Discover how the Amalfi gardens innovated landscape aesthetic. From the Grand Tour to the Bloomsbury Group and the present days
Di Alessio Amato
The garden has always been a place where emotions and comfort could grow. A special spot where you could get in touch with the energy of nature, the sun, the wind, the ocean, and feel good. If we think about the origin of the word paradise, not many people would know that it was linked to the idea of a walled garden, a typical garden of ancient times. The Amalfi Coast has always been blessed with rich vegetation that helped the area become one of the wealthiest places during the Middle Ages: the coast was specialized in the wood trade and the production of vessels. Later on, the landscape situation started to evolve from when they began importing lemon, initially used for healing scurvy, and introduced to the terrace system. But it was in the 18th century, during the Grand Tour, that botany had a new renaissance on the Amalfi Coast, and researchers came to study the local vegetation and introduce new flowers and plants.
Flowers at Villa Rufolo.
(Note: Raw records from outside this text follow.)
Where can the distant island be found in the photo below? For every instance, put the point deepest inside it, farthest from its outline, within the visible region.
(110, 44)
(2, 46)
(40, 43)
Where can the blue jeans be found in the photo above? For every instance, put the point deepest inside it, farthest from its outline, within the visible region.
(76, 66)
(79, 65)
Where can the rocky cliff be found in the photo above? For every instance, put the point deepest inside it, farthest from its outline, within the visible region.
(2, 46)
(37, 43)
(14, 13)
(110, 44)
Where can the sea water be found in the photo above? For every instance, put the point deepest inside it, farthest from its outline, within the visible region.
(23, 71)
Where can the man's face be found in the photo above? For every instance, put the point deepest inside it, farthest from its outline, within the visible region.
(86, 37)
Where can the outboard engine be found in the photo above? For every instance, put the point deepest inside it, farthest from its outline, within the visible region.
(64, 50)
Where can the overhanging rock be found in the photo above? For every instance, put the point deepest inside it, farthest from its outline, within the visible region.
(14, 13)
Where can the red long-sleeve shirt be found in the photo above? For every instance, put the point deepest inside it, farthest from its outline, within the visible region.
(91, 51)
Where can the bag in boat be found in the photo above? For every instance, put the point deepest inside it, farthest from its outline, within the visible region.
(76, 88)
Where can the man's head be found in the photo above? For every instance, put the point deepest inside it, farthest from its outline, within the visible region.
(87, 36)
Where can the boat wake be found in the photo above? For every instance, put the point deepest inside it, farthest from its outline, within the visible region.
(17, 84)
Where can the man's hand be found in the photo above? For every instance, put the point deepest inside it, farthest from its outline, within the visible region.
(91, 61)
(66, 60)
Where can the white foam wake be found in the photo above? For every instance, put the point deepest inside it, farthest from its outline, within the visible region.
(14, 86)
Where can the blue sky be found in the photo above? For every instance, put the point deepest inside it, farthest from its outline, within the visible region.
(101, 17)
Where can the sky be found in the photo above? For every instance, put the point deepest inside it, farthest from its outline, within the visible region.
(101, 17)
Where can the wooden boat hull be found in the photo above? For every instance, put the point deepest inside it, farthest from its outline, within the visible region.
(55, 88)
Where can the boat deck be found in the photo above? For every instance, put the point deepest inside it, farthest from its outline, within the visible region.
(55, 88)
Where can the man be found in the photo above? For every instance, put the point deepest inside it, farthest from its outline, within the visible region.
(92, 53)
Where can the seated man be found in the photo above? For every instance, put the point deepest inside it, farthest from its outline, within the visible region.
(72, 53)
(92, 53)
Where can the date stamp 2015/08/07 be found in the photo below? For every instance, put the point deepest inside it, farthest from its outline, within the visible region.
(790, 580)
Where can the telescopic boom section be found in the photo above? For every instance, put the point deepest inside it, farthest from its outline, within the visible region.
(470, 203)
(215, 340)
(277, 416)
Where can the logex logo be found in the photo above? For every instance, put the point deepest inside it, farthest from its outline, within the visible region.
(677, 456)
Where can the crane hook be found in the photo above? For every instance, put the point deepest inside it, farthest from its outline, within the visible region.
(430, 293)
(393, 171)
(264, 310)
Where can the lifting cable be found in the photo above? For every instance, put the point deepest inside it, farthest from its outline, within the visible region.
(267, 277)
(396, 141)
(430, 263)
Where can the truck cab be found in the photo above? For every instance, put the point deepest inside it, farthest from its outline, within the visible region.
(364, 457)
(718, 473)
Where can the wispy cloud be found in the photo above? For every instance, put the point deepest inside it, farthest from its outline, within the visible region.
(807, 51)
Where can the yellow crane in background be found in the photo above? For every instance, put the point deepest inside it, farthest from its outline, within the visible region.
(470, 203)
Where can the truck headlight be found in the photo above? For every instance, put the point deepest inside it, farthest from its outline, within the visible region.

Photo by Pino Izzo, courtesy of Villa Rufolo
In 1710 Pier Antonio Micheli was one of the first botanists who went to the Amalfi Coast to observe the woodwardia radicans, a fern species in the nature reserve Valle delle Ferriere at Scala. During the middle of the nineteenth century, the Scottish botanist Francis Neville Reid came to Ravello and turned Palazzo Rufolo into a villa full of flowers and plants, introducing new types of roses that were cultivated and cared for by the trusted gardener Luigi Cicalese. The exchange of letters between the Lord and his gardener preserves a lot of information on the botany of the villa. He successfully combined the popular idea of the romantic garden of the nineteenth century with the coastal landscape, creating a balance of ruins and vegetation that inspired the Klingsor’s magic garden of Wagner. Among the different varieties of vegetations he introduced, there are the Liriodendron tulipifera, known as the tulip tree, or the Banksia integrifolia, the Davidia involucrata, also called the dove-tree, the Akebia quinata, the Amelanchier Canadensis, the Asimina triloba, the Sequoia sempervirens, and the Cedrus deodara.
Villa Cimbrone’s garden. Photo by Giorgio Vuilleumier, courtesy of Villa Cimbrone
The Amalfi Coast welcomed during the first half of the twentieth-century trailblazer botanists such as the British Harold Peto and Edwin Lutyens, essentials for creating a link between architecture and gardens, Vita Sackville West, and Gertrude Jekyll. The English author and botanist Vita Sackville West left her mark in Ravello’s history and gardens. The first time she came to the Amalfi Coast was with Violet Keppel, the illegitimate daughter of Ernest Beckett, Villa Cimbrone owner, as her partner. After they broke up, Vita kept coming back. During the years the Villa hosted the Bloomsbury Group meetings, a group of intellectuals and artists originated during WWII in a London neighborhood called Bloomsbury. The prestigious group included people like Vita Sackville West and some celebrities such as Vanessa Bell and Virginia Woolf. And it was with the well-known British poet Virginia Woolf that Vita started a romantic relationship, once the one with Violet ended. Maybe this love affair kept her from being recognized more as a landscape artist, but we can still admire her talents in her home in Kent, Sissinghurst Castle.
Viale Cipressi at Villa Cimbrone. Photo by Giorgio Vuilleumier. Courtesy of Villa Cimbrone
The importance of female designers
British artist and writer Gertrude Jekyll was, without any doubt, one of the most influential garden designers the world has seen, she visited the Amalfi Coast at the beginning of the XX century. Thanks to her contribution, today the garden design is recognized as a form of art alongside poetry, painting, sculpture, and music. The gardens of Hestercombe House are a beautiful example of her skilled way of merging harmony and contrast. She also worked with Vita Sackville West for the renovation of the gardens of Villa Cimbrone. «The Amalfi Coast can be divided into different layers depending on the altitude. There is the typical Mediterranean landscape on the mountains, while close to the sea, locals plant grapevines, olive, and lemon trees, helping like this with the necessities. This way, the Amalfi Coast farmers kept traditions and their skills intact during the years while preserving the landscape at the same time. Nowadays, landscaped architects seem to have abandoned our roots preferring to choose exotic flowers and plants and more formal gardens», says Gaetano Amato, botanist and gardener of Hotel Caruso in Ravello.
The garden of Villa Rufolo. Photo by Pino Izzo, courtesy of Villa Rufolo
Source of inspiration
On the Amalfi coast, many still call their vegetable garden a garden. Most of the grounds boast spectacular views that make the days in the fields very different. Perhaps the coastal green areas embody the true meaning of what we call botanical art. These areas’ shapes and colors have attracted botanists from all over Europe who wanted to blend coastal traditions with their knowledge. From this craftsmanship, real works of art were born, which inspired artists of the past and continue to be a point of reference for international designers today, and must be handed down to future generations.